A new way to use DBIx::Class in your Dancer2 apps!

In software terms, Dancer2::Plugin::DBIC is well into middle-age, with the latest release happening just over six years ago. It works just fine, and makes integrating your applications with your database of choice a pleasurable, easy thing to do. It has focused, well-designed syntactic sugar baked in to make your database access smooth and easy to read and maintain.

But with some help, I'd written a new feature for DBIx::Class, DBIx::Class::Schema::ResultSetNames, and it seemed like it would be a lovely idea to have those new resultset name tokens available directly in Dancer2. So here we go!

Forklift replacement

First of all, Dancer2::Plugin::DBIx::Class is designed to be a forklift upgrade for the older plugin--if you've got existing code using that plugin, just change your use statement and your Dancer2 config.yml or environment file, and it'll Just Work. For those existing subroutines, I did a little bit of streamlining, but they're basically Naveed's code, tidied up and more conformant with my own coding style.

...and now for the magic.

...but if you have the ResultSetNames module installed and in your schema, that's when things get interesting. Dancer2::Plugin::DBIx::Class will import all of your resultset names as terms in Dancer2. So, instead of this:

use Dancer2::Plugin::DBIC;
my $set = resultset('Person')->search({...});

you can simply do this:

use Dancer2::Plugin::DBIx::Class;
my $set = persons->search({ ...});

How about smoothing out find?

find couldn't be easier. With this module, just specify the result name, and the primary key:

my $person = person(23);     # id on the table.
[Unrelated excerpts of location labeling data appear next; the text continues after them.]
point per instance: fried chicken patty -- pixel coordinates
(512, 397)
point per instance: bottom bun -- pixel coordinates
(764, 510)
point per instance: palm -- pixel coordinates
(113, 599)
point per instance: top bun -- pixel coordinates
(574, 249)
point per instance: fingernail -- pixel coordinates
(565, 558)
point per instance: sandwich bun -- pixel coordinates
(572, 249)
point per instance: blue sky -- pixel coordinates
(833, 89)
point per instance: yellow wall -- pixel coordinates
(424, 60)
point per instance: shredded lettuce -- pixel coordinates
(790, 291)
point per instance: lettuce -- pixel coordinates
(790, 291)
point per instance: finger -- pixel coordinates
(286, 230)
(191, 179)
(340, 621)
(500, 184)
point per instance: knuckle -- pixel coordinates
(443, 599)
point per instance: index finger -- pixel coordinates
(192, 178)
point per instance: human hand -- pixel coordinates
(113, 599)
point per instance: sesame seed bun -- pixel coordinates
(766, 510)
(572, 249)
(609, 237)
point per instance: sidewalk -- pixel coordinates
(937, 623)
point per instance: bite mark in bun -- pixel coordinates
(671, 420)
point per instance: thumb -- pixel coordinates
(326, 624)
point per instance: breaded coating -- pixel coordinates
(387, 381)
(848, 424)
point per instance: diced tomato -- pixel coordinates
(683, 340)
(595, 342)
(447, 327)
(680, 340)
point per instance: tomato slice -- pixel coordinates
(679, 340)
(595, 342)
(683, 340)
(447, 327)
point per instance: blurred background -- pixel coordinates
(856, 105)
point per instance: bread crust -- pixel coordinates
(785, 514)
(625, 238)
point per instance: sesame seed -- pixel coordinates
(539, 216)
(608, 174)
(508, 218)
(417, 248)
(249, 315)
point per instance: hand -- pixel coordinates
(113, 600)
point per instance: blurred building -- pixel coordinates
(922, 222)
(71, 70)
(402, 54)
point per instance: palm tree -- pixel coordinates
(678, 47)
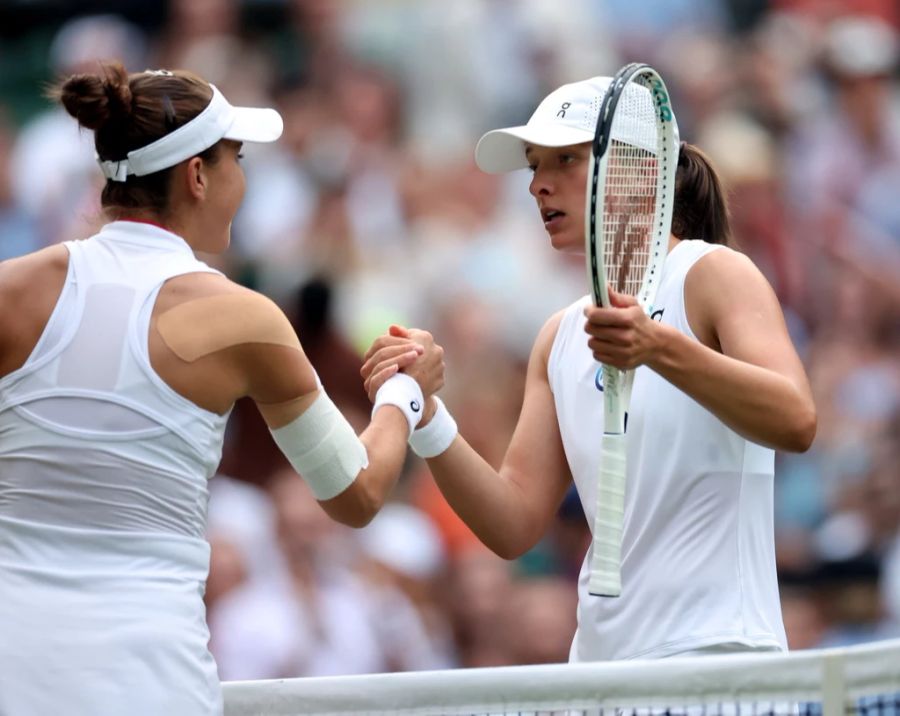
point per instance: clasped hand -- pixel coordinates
(410, 350)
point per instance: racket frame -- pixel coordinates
(605, 564)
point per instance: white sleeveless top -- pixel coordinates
(698, 553)
(103, 492)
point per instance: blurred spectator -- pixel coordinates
(18, 229)
(54, 170)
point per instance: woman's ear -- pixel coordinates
(196, 181)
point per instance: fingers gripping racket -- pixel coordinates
(630, 192)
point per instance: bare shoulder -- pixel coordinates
(543, 344)
(30, 286)
(32, 270)
(725, 287)
(214, 294)
(725, 272)
(220, 312)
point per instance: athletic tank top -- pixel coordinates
(103, 492)
(698, 554)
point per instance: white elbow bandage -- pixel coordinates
(323, 447)
(437, 436)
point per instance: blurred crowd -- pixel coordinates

There is a caveat, though.

It is entirely possible in a complex web application that you might have a table whose resultset name would conflict with a Dancer2 keyword. If that's the case--and I'm looking at the table "session" in several of the apps I work on in particular--then the resultset name keyword will not be created, and a warning will be emitted at application start time.

To get around this, there is a setting in the configuration for the plugin. Your config.yml or environment file will look something like this:

plugins:
  DBIx::Class:
    default:
      dsn: dbi:SQLite:dbname=my.db    # Just about any DBI-compatible DSN goes here
      schema_class: MyApp::Schema
      export_prefix: 'db'

With the export_prefix set, your keywords are all prefixed with db_, so a search becomes:

my $set = db_persons->search({ ...});

You can use any prefix you want, and if you have multiple schema in your application, you'll probably want to use different ones on each, to prevent any possibility of collision.

Neat, huh?

I like it; I'm using it in production on a couple of things I am working on, and trying to convince my bosses to use it in our production code starting in the new year. I hope it is of use to you, too. Happy Dancing!